Bombardements américains à Deir ez-Zor sur les forces d’Assad vendredi, blocage des convois humanitaires par les forces loyalistes d’Assad depuis plus d’une semaine, et désormais bombardement d’un convoi humanitaire enfin acheminé à Alep causant la mort d’un employé du Croissant-Rouge… La trêve instaurée entre la coalition et des forces russo-syrienne, sur la base de l’accord Kerry-Lavrov, conclu la semaine dernière n’aura pas duré longtemps. En attendant, dans ce jeu de puissance où chaque belligérant tente de tirer son épingle du jeu, ce sont les civils qui sont une fois de plus, les premières victimes.

Nina Kirmizi

Si les russes tout comme les forces d’Assad ont officiellement nié avoir bombardé le convoi humanitaire dans la nuit de lundi à mardi dans la zone d’Alep, certains éléments portent à leur charge. D’abord parce que les forces rebelles qui occupent actuellement Alep ne détiennent pas de force aérienne ; ensuite parce que la succession des événements depuis vendredi montre que l’on s’achemine progressivement vers la fin d’une trêve, faite de provocations du côté américain comme des forces loyalistes, pouvant mener vers l’annulation de l’accord Kerry-Lavrov, qui en est à l’origine.

Une trêve fragile depuis sa mise en place

 
Cette trêve négociée entre les États-Unis et la Russie repose essentiellement sur un pacte temporaire qui avait pour but de concentrer les efforts militaires sur les forces de Daesh et de l’ex-Front Al Nosra, le Front Fatah Al Chama, proche d’Al-Qaïda, et pour les États-Unis de mettre la pression sur les forces rebelles pour qu’une partie d’entre elles rompent avec ce front.

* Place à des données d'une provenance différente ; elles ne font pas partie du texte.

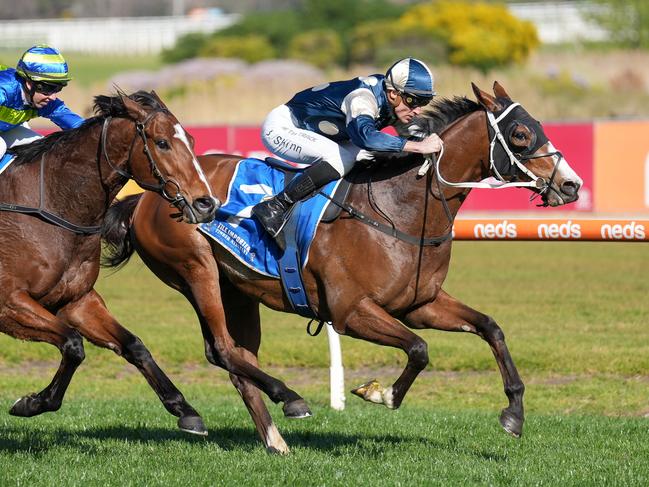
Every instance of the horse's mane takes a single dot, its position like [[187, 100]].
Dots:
[[104, 106], [440, 115], [434, 120]]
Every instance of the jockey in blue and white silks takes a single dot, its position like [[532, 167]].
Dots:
[[30, 91], [330, 127]]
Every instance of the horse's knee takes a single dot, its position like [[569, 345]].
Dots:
[[490, 331], [418, 354], [73, 349], [515, 390], [135, 351], [211, 356]]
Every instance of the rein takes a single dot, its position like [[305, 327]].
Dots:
[[515, 160], [391, 229]]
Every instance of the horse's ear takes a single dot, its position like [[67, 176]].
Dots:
[[500, 92], [134, 109], [485, 99], [162, 104]]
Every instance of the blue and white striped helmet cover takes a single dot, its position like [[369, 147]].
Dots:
[[411, 76]]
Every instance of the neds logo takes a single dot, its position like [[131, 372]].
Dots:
[[556, 230], [503, 229], [630, 231]]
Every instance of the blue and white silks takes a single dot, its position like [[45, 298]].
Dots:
[[243, 236], [5, 161]]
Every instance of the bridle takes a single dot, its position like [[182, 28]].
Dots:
[[516, 160], [167, 186], [164, 188]]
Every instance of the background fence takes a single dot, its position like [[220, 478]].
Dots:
[[556, 22]]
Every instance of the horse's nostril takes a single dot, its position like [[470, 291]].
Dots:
[[204, 204], [570, 188]]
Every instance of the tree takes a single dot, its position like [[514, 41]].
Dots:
[[627, 21]]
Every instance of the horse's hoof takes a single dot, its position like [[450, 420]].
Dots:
[[371, 391], [193, 425], [511, 423], [31, 405], [271, 450], [297, 409]]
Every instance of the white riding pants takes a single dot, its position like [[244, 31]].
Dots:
[[284, 138], [19, 135]]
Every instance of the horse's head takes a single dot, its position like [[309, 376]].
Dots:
[[520, 150], [161, 158]]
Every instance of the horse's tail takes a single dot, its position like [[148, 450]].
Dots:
[[116, 232]]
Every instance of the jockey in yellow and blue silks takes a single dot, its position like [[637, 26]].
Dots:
[[330, 127], [30, 91]]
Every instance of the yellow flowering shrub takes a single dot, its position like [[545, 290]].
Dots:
[[477, 34]]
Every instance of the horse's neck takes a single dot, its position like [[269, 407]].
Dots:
[[80, 185], [412, 203]]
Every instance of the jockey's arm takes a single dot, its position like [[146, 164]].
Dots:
[[362, 111], [362, 132], [61, 115]]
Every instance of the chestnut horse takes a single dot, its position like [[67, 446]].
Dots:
[[344, 282], [55, 196]]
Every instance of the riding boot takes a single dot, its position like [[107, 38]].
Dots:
[[272, 213]]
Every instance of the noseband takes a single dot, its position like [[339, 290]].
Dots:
[[167, 186], [516, 160]]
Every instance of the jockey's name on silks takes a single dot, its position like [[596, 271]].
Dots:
[[5, 161], [14, 109], [355, 110]]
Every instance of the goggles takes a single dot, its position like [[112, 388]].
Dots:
[[46, 88], [413, 101]]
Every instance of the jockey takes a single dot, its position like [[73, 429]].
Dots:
[[330, 127], [30, 91]]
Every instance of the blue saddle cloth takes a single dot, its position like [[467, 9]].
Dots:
[[5, 161], [243, 236]]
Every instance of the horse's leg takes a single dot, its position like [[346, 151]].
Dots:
[[242, 315], [90, 316], [203, 290], [447, 313], [369, 321], [25, 319]]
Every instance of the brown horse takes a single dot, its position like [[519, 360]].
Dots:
[[55, 196], [344, 282]]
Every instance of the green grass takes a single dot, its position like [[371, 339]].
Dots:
[[89, 69], [575, 318], [126, 442]]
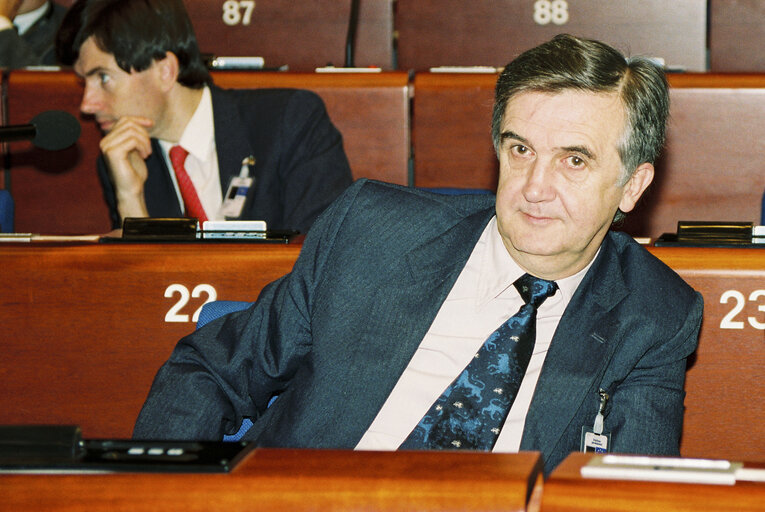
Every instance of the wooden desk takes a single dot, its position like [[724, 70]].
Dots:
[[86, 327], [692, 183], [370, 110], [725, 383], [288, 480], [566, 491], [736, 35], [491, 33], [302, 35], [96, 320]]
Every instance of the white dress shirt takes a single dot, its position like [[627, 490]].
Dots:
[[483, 297], [198, 139]]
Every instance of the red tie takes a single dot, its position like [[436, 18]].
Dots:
[[188, 192]]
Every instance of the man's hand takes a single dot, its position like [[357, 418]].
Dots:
[[125, 148]]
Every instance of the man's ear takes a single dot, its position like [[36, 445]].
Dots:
[[168, 69], [635, 187]]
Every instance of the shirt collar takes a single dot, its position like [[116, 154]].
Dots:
[[498, 271], [198, 138]]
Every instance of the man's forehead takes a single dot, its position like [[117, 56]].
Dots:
[[569, 113], [92, 58]]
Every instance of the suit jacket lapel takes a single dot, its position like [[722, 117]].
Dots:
[[425, 277], [578, 355]]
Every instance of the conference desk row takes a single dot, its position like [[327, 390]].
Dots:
[[431, 130], [418, 34], [85, 326], [319, 480]]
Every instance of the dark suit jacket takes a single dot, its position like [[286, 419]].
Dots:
[[37, 46], [333, 336], [300, 163]]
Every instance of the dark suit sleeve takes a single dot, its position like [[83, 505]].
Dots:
[[314, 170], [107, 187], [646, 409], [230, 368]]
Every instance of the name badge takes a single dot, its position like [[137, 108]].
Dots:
[[236, 194], [593, 438]]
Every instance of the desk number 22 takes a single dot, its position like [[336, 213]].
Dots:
[[174, 314]]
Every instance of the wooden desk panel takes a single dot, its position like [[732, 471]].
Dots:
[[736, 35], [567, 491], [86, 327], [94, 320], [693, 182], [726, 378], [490, 32], [289, 480], [451, 131], [370, 110], [302, 35], [56, 192]]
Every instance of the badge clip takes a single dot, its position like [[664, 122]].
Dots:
[[593, 439]]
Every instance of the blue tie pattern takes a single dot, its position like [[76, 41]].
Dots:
[[470, 413]]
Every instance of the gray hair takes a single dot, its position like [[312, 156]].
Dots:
[[568, 62]]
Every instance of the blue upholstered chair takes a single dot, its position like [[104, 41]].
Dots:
[[210, 312]]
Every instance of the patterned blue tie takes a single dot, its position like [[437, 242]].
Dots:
[[470, 413]]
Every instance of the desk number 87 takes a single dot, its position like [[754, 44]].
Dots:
[[237, 12]]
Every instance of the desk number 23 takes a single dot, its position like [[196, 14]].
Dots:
[[739, 301], [174, 314]]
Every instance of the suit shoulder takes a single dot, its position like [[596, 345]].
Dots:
[[400, 199]]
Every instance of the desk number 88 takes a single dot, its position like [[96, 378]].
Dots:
[[547, 11]]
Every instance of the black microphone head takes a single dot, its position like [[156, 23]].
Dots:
[[55, 129]]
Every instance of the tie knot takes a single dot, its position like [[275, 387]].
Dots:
[[178, 156], [535, 290]]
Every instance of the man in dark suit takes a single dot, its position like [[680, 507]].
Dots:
[[396, 289], [27, 32], [270, 155]]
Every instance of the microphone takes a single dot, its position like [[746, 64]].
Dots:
[[51, 130], [350, 39]]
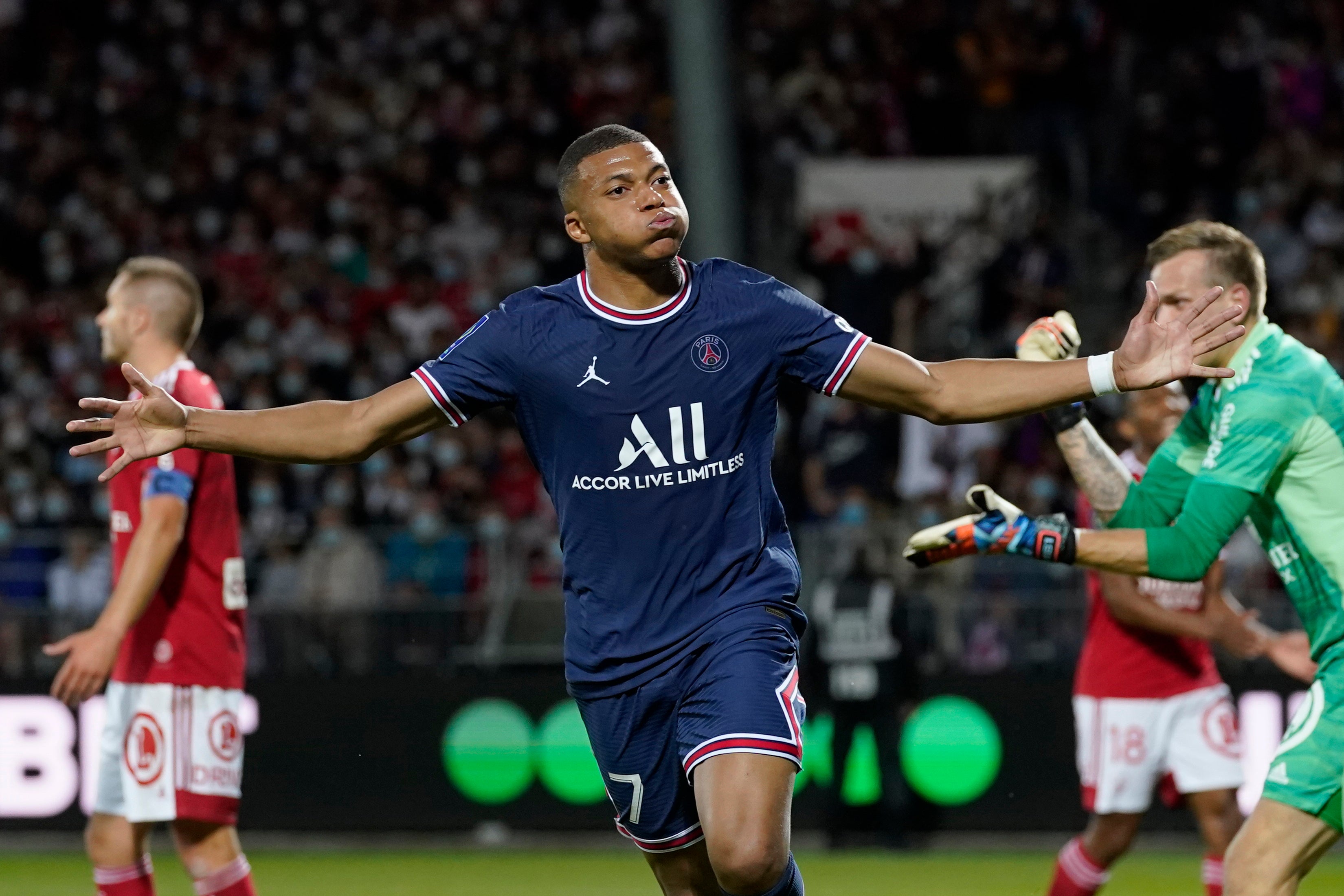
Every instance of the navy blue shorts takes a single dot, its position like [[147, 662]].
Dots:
[[738, 694]]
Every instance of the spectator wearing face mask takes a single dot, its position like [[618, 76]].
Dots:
[[848, 463], [426, 561], [340, 580], [80, 582]]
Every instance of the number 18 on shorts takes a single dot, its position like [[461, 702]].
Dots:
[[1125, 746]]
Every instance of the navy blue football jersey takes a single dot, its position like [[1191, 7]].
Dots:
[[654, 433]]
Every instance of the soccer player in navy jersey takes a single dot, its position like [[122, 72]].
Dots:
[[646, 391]]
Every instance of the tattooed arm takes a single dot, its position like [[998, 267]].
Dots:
[[1097, 471]]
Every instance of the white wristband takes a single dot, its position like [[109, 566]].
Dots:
[[1101, 371]]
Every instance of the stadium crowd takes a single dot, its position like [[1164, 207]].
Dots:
[[357, 182], [354, 183]]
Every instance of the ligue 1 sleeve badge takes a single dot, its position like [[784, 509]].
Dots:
[[710, 354]]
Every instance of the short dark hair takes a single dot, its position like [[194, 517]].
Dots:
[[182, 320], [592, 143], [1233, 257]]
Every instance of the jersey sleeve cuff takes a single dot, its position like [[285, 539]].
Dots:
[[851, 356], [440, 398]]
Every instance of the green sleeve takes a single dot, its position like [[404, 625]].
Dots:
[[1252, 430], [1184, 551], [1157, 499]]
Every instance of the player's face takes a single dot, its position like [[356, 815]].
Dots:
[[627, 204], [117, 323], [1183, 279], [1152, 415]]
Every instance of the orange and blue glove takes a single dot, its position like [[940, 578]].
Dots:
[[999, 528]]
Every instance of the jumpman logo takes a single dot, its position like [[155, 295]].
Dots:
[[592, 374]]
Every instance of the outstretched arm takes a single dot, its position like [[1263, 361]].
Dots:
[[310, 433], [1097, 471], [1221, 618], [1183, 551], [988, 390]]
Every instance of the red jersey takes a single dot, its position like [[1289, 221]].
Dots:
[[193, 630], [1125, 661]]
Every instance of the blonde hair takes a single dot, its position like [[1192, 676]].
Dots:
[[1233, 257], [182, 319]]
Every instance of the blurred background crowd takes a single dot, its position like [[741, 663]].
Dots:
[[357, 182]]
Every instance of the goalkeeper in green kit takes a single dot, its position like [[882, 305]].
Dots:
[[1265, 446]]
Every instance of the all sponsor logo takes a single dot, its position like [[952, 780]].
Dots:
[[144, 749], [226, 739], [641, 444], [710, 354]]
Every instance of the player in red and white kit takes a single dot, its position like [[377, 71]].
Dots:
[[1151, 711], [174, 625]]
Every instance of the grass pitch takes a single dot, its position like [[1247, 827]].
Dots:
[[620, 874]]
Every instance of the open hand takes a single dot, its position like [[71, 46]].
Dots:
[[1237, 629], [1156, 354], [88, 665], [148, 426]]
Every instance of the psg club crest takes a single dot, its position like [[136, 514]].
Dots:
[[710, 354]]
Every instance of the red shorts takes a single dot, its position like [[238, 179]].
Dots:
[[171, 751]]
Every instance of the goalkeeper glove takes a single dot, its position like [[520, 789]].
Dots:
[[999, 528], [1054, 339], [1050, 339]]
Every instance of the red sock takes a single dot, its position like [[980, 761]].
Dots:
[[233, 879], [1076, 872], [128, 881], [1213, 875]]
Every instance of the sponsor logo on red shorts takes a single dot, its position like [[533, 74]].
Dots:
[[226, 741], [144, 749]]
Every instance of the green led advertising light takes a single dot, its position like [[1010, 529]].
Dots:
[[951, 750], [487, 751], [565, 760]]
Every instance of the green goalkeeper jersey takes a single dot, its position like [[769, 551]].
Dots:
[[1267, 445]]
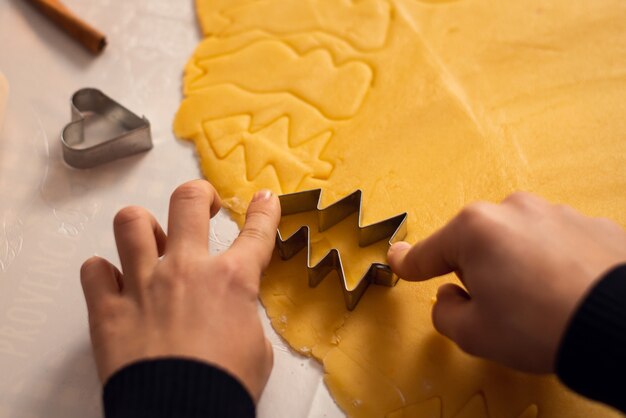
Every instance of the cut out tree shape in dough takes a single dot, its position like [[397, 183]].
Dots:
[[426, 106]]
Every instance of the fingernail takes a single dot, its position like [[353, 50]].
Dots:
[[400, 246], [262, 195]]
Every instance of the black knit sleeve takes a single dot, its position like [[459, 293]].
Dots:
[[175, 388], [592, 356]]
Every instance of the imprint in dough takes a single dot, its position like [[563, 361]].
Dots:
[[425, 106]]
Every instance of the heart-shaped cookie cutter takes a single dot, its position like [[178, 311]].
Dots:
[[393, 229], [89, 101]]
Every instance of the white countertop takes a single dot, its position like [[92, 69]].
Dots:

Dès le départ, c’est le trouble jeu. La Russie a rapidement contesté la trêve en rappelant que les forces rebelles ne la respectaient pas, notamment à Alep ; les forces pro-Assad jouant leur rôle pour empêcher la ville d’Alep d’être ravitaillée alors que les convois sont prêts à la frontière turque depuis bientôt une semaine. Tandis qu’à partir de vendredi, le climat s’est sensiblement dégradé, avec la frappe américaine de Deir ez-Zor : une « erreur » selon le Pentagone qui déclarait viser les forces de Daesh, mais qui a touché et fait 90 morts au sein de l’armée syrienne pro-Assad.

« Agression flagrante »

 
Alors qu’Assad accuse les États-Unis d’avoir commis « une agression flagrante » contre son pays, les bombardements reprennent dimanche soir à Alep, et lundi les convois humanitaires sont également visés, ses stocks détruits et un humanitaire du Croissant-Rouge tué. Représailles russes après « l’erreur » américaine ? Possiblement. Mais alors que l’Assemblée Générale de l’ONU de mardi soir s’est donné comme objectif de mettre un terme à cette escalade de tensions, la situation fait craindre l’annulation de la trêve et de l’accord americano-russe. En attendant, les morts des civils syriens qui continuent à se multiplier alors que les forces de la coalition internationale et les russes cherchent à avancer leurs pions dans le bourbier syrien.